Esta escena de “Los cuatrocientos golpes” es uno entre los tantos ejemplos de directores que se insertan a sí mismos al interior de sus películas, no como figuras centrales —al estilo de Chaplin o Eastwood— sino en plan lateral y secundario, casi en clave de rúbrica; una suerte de “yo también estoy aquí”, como El Bosco en sus cuadros, como Wally en los dibujos y, claro, como Hitchcock en casi toda su filmografía. Sir Alfred paseando un perrito, perdiendo el bus, leyendo el diario, cruzando la calle; en fin, el epítome del sujeto anónimo y el hombre de a pie, tan inocente como culpable. Escribiendo para el New York Times, en 1950, el propio realizador dejaba en evidencia su real intención: “me he colado en mis propias películas como una suerte de espía. Un director debe saber cómo vive la otra mitad. Me las arreglé para pasar al otro lado de la cámara, dejar que mi propio equipo me filme y contemplarme siendo filmado”.

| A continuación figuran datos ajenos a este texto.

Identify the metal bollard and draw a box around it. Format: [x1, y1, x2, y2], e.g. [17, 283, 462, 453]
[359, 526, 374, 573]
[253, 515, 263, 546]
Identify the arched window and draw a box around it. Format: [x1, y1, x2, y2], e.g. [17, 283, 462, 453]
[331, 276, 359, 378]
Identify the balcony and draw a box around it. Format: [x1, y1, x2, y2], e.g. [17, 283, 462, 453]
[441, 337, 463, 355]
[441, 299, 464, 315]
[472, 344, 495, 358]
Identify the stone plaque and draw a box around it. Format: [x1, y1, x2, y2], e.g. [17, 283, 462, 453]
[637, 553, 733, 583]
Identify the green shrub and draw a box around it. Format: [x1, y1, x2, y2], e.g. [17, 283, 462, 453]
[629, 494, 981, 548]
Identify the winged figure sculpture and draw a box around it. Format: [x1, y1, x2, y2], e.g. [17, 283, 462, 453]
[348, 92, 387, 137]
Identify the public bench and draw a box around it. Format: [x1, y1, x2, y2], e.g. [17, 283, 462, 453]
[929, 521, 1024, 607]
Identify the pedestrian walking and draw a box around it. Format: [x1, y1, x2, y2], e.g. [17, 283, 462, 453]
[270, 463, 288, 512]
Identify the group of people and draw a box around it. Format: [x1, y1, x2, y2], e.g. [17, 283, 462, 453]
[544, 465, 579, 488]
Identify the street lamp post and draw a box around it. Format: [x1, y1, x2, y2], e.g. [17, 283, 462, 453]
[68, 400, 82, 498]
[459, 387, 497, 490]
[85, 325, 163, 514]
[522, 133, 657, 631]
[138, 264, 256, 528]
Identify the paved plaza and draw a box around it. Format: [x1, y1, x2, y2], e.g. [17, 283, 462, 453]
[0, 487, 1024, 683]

Ojalá el resto de sus colegas tuviera similares niveles de autoconciencia. Si bien Scorsese y Polanski han demostrado impecable criterio a la hora de volver la cámara sobre sus rostros, gran parte de los recientes cameos de directores aportan poco y nada aparte del chiste privado. Sobran los de Eli Roth en sus filmes de terror, Peter Jackson en sus adaptaciones de Tolkien, Michael Bay en los “Transformers” y James Cameron vestido de pasajero en el Titanic. Con todo el respeto que uno le guarda, Tarantino nunca ha conseguido que sus apariciones traspasen la categoría de parodia y algo parecido le ocurrió a Shyamalan en los días en que se creía Hitchcock.

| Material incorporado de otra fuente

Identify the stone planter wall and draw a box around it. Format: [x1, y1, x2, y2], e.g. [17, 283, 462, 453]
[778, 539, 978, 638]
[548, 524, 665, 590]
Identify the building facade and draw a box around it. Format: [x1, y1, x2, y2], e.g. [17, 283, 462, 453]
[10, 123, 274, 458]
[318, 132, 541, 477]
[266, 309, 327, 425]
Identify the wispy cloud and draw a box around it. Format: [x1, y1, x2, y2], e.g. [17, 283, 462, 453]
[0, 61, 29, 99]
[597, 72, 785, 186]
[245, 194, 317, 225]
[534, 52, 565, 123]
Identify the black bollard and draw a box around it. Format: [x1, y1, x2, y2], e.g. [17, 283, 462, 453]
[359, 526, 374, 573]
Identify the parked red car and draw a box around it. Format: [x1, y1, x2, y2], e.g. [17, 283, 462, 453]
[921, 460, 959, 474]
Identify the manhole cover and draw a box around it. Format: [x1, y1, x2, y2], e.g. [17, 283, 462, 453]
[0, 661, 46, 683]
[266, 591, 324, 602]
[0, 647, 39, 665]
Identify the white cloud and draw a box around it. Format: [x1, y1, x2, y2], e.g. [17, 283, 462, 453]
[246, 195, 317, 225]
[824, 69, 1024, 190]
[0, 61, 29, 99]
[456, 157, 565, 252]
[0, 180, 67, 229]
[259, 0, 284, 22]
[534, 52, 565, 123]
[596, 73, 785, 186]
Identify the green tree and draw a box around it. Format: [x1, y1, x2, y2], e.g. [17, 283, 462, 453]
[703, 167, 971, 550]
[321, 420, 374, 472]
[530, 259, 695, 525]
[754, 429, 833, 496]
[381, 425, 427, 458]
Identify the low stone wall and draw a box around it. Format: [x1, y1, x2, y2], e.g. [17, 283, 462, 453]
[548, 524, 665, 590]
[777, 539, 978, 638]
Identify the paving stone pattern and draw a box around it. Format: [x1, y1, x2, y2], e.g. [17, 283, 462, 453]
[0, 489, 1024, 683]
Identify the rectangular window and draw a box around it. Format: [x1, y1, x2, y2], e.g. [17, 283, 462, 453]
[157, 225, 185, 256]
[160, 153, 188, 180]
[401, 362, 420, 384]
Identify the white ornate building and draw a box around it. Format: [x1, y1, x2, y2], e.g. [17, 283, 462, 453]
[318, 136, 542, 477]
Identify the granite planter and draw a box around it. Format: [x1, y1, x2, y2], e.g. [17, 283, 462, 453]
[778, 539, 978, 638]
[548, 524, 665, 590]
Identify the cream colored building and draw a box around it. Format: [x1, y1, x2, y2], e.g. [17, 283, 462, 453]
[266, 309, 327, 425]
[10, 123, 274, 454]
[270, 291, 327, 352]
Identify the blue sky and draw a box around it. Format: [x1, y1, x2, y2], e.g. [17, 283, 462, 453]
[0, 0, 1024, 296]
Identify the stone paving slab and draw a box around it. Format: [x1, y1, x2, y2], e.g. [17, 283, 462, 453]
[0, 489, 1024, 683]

Mucho más interesante es el fenómeno inverso: cineastas que ocupan papeles principales en sus filmes y cuya figura, sin embargo, acaba invariablemente perdida entre la multitud. Así pasa con Jacques Tati y su Monsieur Hulot, quien al mirar con tanta intensidad a quienes le rodean hace de su comicidad una acción comunitaria, algo que va construyendo entre cineasta, actores y audiencia cada vez que sus películas corren en una pantalla. Confeso admirador de Tati, el palestino Elia Suleiman también está al centro de sus filmes, pero es cosa de ver la magnífica “De repente el paraíso” (2019) —que en abril inaugurará el nuevo sitio de streaming de Cine UC— para entender hasta qué punto su figura casi se vuelve transparente cuanto más la observamos.

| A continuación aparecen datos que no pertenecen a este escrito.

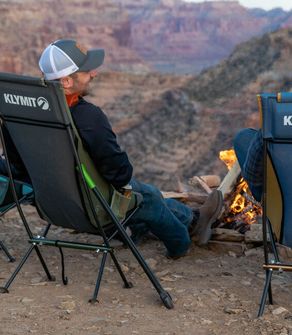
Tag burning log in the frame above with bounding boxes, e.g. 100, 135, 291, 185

Acaso el cameo del director solo acaba por hacer sentido como gesto estilístico en la medida que se le diseña para desaparecer al interior de la obra y pasar desapercibido, demoliendo en el camino su propósito. Da lo mismo si el espectador lo capta o se lo pierde, es el poder del momento el que lo justifica. Puesto en esos términos, quizás no haya uno que supere al de Sam Peckinpah, hacia el final de “Pat Garrett & Billy The Kid” (1972). Tras seguir la pista del Kid durante casi todo el relato, el sheriff Garrett llega pasada la medianoche al rancho de Pedro Menard, un viejo amigo de ambos. Aunque sabe que el fugitivo no tiene escapatoria, Pat no piensa entrar por la puerta principal: se acerca a la casona por la caballeriza y, mientras pasa por ahí, se topa con Peckinpah, nada menos. El director está tallando el ataúd que pronto ocupará Billy. Apenas cruzan palabra.
“Qué tal, Will”.
“Qué tal, Sheriff”.
Con cierto aire de derrota, el cineasta mira a su creación y le señala la puerta trasera.
“Así que finalmente lo resolviste. Anda, termina con esto”.